Welche Masse braucht das Pelletsilo?

Für ein Einfamilienhaus 4 bis 6 m³ Nutzvolumen für eine ganze Heizperiode (≈ 2,5 bis 4 Tonnen). Im Mehrfamilienhaus auf 6 bis 12 Monate Verbrauch und zwei Lieferungen pro Jahr auslegen.

Das Silo sollte rechteckig oder zylindrisch sein, mit glatten Wänden, 35 bis 45° Neigung zur Förderschnecke und einer dichten Revisionsklappe.

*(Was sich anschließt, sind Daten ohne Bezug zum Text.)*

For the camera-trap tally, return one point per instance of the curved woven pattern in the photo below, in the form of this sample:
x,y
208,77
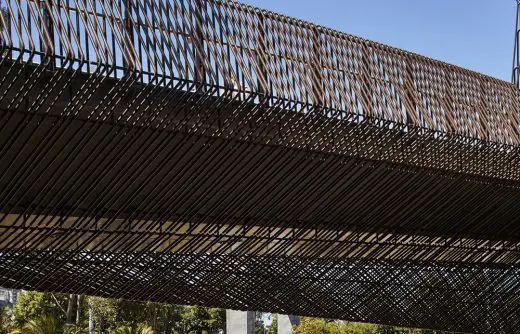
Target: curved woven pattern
x,y
207,152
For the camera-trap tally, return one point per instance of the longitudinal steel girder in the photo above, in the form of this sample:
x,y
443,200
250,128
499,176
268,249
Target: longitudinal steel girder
x,y
208,152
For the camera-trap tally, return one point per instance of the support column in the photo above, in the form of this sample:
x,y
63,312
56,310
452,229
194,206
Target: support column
x,y
286,323
240,322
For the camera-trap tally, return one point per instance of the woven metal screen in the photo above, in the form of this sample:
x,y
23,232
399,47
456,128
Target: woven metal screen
x,y
208,152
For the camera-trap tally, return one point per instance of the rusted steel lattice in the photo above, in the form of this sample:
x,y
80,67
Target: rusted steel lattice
x,y
208,152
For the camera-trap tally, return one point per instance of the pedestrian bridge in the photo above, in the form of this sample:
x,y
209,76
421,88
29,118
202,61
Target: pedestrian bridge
x,y
207,152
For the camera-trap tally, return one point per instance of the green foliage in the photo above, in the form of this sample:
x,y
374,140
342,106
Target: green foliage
x,y
137,329
5,320
32,305
195,319
42,325
273,328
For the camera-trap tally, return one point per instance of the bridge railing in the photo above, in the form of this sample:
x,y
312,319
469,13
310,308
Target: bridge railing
x,y
225,48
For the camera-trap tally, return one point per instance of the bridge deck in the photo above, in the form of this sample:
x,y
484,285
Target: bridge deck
x,y
208,152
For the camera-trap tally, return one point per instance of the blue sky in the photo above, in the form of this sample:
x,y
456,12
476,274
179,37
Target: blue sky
x,y
475,34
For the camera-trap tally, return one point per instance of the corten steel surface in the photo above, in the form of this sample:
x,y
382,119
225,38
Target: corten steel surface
x,y
207,152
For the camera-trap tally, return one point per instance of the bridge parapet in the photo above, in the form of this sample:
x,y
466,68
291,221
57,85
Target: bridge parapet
x,y
228,49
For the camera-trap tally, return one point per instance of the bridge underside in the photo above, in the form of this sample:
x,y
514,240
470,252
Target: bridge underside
x,y
223,203
383,189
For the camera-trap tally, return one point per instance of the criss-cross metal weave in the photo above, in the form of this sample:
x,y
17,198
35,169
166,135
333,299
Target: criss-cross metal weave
x,y
208,152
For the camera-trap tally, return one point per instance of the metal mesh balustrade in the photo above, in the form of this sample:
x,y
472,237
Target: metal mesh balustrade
x,y
208,152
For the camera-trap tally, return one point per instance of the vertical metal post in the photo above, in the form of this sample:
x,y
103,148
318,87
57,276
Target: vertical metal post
x,y
317,83
49,26
198,45
129,31
515,78
260,54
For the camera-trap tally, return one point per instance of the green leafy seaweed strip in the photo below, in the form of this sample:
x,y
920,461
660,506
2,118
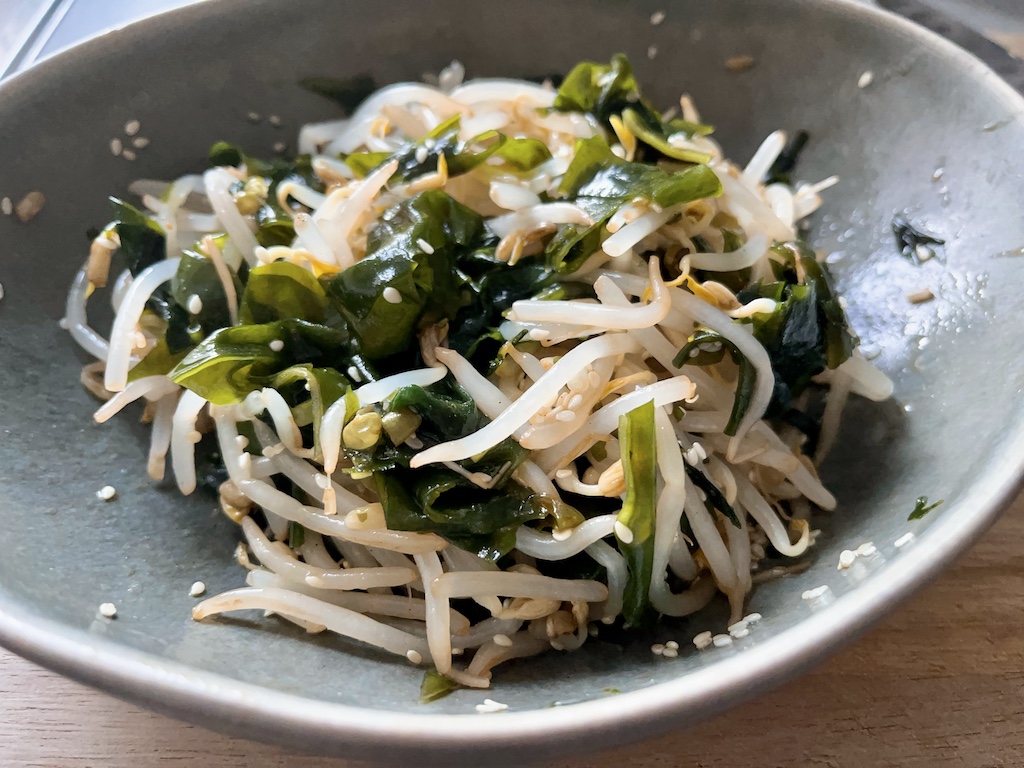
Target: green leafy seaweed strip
x,y
637,442
745,379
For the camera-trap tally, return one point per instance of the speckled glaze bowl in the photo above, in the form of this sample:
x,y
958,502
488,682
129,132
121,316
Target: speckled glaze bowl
x,y
935,134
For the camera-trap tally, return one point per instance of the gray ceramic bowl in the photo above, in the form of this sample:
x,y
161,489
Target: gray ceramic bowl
x,y
936,134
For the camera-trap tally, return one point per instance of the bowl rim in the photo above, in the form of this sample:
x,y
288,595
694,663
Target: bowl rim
x,y
254,712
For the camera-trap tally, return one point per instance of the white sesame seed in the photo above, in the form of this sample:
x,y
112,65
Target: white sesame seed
x,y
921,297
491,706
815,593
870,351
866,549
904,540
623,532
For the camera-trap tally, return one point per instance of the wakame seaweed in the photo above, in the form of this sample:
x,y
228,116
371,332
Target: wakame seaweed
x,y
909,238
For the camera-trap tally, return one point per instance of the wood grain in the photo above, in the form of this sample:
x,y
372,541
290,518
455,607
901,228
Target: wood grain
x,y
939,684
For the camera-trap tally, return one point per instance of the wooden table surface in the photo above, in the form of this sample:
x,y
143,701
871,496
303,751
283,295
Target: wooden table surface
x,y
939,684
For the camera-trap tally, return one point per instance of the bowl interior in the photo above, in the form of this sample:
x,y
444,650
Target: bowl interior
x,y
933,135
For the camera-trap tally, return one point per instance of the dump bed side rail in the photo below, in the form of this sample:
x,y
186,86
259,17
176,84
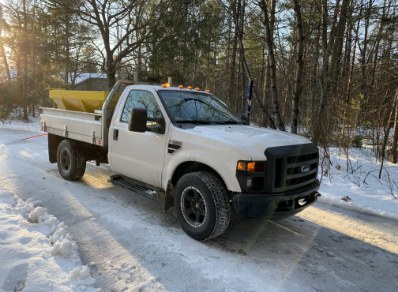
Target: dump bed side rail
x,y
80,126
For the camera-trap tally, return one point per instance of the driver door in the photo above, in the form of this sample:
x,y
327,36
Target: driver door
x,y
138,155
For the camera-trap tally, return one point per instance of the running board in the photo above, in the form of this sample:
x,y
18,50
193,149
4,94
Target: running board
x,y
135,187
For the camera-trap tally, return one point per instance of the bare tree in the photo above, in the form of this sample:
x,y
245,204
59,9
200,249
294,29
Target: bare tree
x,y
268,36
297,87
118,23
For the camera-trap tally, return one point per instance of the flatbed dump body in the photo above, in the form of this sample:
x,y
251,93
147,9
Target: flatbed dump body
x,y
75,125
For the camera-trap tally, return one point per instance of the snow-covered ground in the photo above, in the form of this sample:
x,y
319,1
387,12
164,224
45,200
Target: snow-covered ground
x,y
36,251
37,248
353,182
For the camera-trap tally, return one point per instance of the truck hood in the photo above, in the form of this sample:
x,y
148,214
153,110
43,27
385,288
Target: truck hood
x,y
251,139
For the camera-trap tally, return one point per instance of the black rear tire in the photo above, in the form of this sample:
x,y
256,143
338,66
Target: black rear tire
x,y
71,162
202,206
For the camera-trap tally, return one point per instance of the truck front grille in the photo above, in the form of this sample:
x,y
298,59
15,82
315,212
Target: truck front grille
x,y
291,167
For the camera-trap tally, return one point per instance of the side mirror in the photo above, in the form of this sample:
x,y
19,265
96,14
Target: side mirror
x,y
138,119
160,127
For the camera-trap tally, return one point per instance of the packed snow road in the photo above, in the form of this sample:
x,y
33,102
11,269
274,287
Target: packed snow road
x,y
131,244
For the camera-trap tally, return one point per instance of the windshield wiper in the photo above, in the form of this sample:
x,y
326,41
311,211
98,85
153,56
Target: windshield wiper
x,y
202,122
230,122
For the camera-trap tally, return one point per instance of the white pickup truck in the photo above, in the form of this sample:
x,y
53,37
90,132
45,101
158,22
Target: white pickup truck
x,y
186,148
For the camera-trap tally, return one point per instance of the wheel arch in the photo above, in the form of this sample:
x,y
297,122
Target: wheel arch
x,y
182,169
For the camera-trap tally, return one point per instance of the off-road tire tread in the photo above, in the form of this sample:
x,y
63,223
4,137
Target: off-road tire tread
x,y
78,161
220,198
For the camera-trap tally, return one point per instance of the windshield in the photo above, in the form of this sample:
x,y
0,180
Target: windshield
x,y
196,107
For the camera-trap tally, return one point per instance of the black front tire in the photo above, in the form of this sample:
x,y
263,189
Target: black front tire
x,y
71,162
202,206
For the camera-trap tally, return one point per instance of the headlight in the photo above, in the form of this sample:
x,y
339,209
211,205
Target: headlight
x,y
250,166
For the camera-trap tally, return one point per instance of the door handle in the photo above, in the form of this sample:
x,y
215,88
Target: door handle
x,y
115,134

  • Einfüllstutzen: mindestens 60 bis 80 cm freier Durchgang, Anschluss DN 100 oder DN 150.
  • Max. Distanz Silo—Heizkessel: 8 bis 10 m mit flexibler Schnecke, sonst starre Schnecke einplanen.
  • Silo trocken und frostfrei, je nach Kanton getrennt oder gemeinsam mit dem Heizraum.
  • ENplus-A1-Pellets verwenden — weniger Staub, weniger Schneckenbruch.

Wie viele Liter pro kW für den Pufferspeicher?

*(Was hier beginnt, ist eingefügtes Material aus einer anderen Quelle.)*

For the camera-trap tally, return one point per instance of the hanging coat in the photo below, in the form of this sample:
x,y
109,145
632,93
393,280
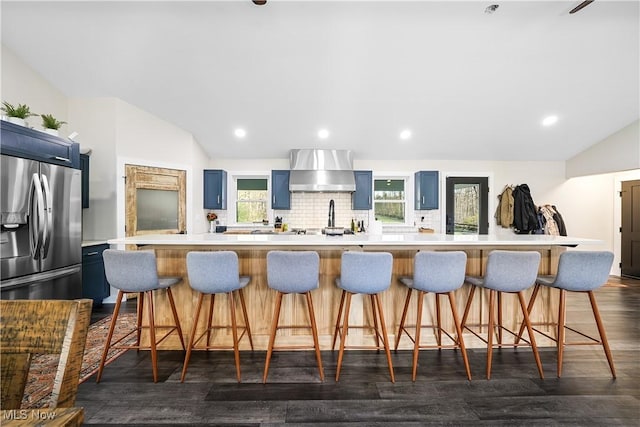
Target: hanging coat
x,y
525,213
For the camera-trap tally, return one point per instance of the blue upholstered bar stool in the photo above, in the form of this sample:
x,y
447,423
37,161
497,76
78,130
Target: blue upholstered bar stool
x,y
366,273
137,272
578,271
440,273
212,273
293,272
506,272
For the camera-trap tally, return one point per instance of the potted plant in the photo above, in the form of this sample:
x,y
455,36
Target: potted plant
x,y
51,124
17,114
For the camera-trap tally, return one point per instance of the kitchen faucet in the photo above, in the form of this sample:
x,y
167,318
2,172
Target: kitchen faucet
x,y
332,213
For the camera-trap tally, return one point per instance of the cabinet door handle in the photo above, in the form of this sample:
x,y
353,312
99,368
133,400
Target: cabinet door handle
x,y
61,159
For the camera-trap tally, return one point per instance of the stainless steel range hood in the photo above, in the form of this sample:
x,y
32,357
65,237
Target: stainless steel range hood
x,y
321,170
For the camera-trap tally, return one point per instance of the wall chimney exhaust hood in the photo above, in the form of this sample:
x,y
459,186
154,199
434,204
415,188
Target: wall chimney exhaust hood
x,y
321,170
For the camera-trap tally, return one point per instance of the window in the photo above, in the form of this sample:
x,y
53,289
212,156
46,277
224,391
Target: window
x,y
389,200
467,200
251,200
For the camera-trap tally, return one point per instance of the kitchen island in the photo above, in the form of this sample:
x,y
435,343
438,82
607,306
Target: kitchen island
x,y
171,252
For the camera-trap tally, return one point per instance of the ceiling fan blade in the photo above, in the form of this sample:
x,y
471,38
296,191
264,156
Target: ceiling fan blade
x,y
581,5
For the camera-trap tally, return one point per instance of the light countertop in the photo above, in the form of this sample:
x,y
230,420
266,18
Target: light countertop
x,y
362,239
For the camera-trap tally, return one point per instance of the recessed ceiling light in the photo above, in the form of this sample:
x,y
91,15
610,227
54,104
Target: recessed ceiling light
x,y
492,8
549,120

Faustregel: 20 bis 30 L pro kW Kesselleistung. Also 500 bis 1 000 L im Einfamilienhaus, 1 500 bis 3 000 L in Mehrfamilienhäusern bis 100 kW.

Der Pufferspeicher glättet die Lastzyklen, verbessert den Jahresnutzungsgrad und ist bei modernen Pelletkesseln Pflicht, um die Startzyklen zu begrenzen.

  • Vor- und Rücklauf getrennt führen, mindestens 6 Anschlüsse (Kessel, Warmwasser, Mischer, ggf. Solar).
  • Lichte Raumhöhe: 2,5 m für stehenden Speicher, 1,8 m für liegenden Speicher.
  • Rohrleitungen im Heizraum dämmen, um Verluste unter 5 % zu halten.
  • Vom Heizungsplaner die Teillastkurve verlangen — richtig dimensioniert bleibt der Wirkungsgrad über 90 %.

Welche Förderungen vor der Auftragsvergabe prüfen?

Das Gebäudeprogramm — Holzheizungen ist aktiv und zahlt kantonal festgelegte Beträge. Holz wird ausdrücklich gefördert, doch die Ansätze variieren: immer den Kanton des Projekts prüfen.

Die Klimaprämie (Energie Zukunft Schweiz / Stiftung KliK) ergänzt das Programm: etwa CHF 1.80 pro eingespartem Liter Heizöl, ohne Obergrenze, jedoch mit zwingender Anmeldung vor der Bestellung.

  • Waadt (M-03, Holz automatisch ≤ 70 kW): CHF 8 500 bei < 20 kW oder Einfamilienhaus, sonst CHF 4 500 + CHF 200/kW.
  • Genf (≤ 70 kW): CHF 3 000 + CHF 50/kW, plus CHF 1 000 für einen zertifizierten Wärmezähler.
  • Den offiziellen Simulator auf leprogrammebatiments.ch nutzen, bevor der Werkvertrag unterschrieben wird.
  • Vom Heizungsplaner die EN-303-5-Zertifizierung und die EcoDesign-Konformität (EU-Verordnung 2015/1189) verlangen.